Gleiches gilt für das iranische Stück „Where were you on january 8th?“ von Amirreza Koohestanis. Wenn in Teheran die Veröffentlichung intimer Protokolle existentielle Folgen hat, sind sie in Europa nicht viel mehr als eine Episode im Reigen des öffentlichen Geständniszwangs, auch wenn die Frage nach der Gerechtigkeit Ängste anspricht, die auch andernorts gelten. Das trifft vor allem auf Daniel Veroneses Bearbeitung von Ibsens „Nora“ aus Buenos Aires zu, die den Anspruch der postemanzipatorischen Kritik behauptet, insgesamt aber im Vergleich zu hiesigen Ibsen-Bearbeitungen nichts Außergewöhnliches bietet.

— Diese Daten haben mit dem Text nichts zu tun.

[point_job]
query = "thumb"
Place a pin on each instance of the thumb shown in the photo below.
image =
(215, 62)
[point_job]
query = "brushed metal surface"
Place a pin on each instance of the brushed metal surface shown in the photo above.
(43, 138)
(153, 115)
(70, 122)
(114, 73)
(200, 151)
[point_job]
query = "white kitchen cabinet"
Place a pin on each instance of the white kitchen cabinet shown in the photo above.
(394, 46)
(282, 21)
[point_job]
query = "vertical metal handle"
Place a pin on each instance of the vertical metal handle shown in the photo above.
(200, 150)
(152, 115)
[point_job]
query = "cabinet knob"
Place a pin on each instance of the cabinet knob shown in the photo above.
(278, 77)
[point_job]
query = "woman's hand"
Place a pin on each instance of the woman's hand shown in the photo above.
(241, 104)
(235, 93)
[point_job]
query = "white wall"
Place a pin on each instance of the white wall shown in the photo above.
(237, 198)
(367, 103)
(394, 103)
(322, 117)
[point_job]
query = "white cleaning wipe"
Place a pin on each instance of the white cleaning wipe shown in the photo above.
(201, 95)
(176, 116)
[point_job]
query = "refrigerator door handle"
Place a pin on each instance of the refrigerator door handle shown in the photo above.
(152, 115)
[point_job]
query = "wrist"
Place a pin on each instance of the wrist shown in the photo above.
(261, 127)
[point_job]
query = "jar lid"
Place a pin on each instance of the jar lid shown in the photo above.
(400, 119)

Bemerkenswerterweise ist die globale Finanzkrise mit ihren Auswirkungen inhaltlich kaum – proportional zum öffentlichen Interesse – Thema gewesen. Der Versuch, das Chaos der Wirklichkeit oder gesellschaftliche Deformationen abzubilden bzw. aktuelle Problemlagen zu reflektieren, sind mit wenigen Ausnahmen ausgeblieben.
Dagegen sind die regelmäßigen Gäste der Festwochen auch heuer wieder Fixstarter gewesen: namhafte Regisseure wie Robert Lepage, Peter Stein, Krystian Lupa, Alvis Hermanis oder das Regiekollektiv Rimini Protokoll – sie alle garantieren spektakuläre Groß-Produktionen mit bewährten singulären Handschriften, genießen regen Publikumszuspruch und sichern so Stabilität im Kartenverkauf.
Gewohnte Großproduktionen
Ihre Namen – so das Kalkül – bürgen für Qualität. In diesem Jahr aber waren die Produktionen durchaus zwiespältig: So konnte Alvis Hermanis’ „Kapusvetki“ in keiner Weise an die Qualität von „Väter“ oder gar „Sonja“ anknüpfen und muss als klare Blindbuchung verstanden werden. Ebenso war „100 % Wien“ von Rimini Protokoll, die gewöhnlich für ein bestimmtes Theaterformat des Dokumentarischen, Authentischen stehen, nicht mehr als eine mäßig choreografierte Visualisierung von Statistik.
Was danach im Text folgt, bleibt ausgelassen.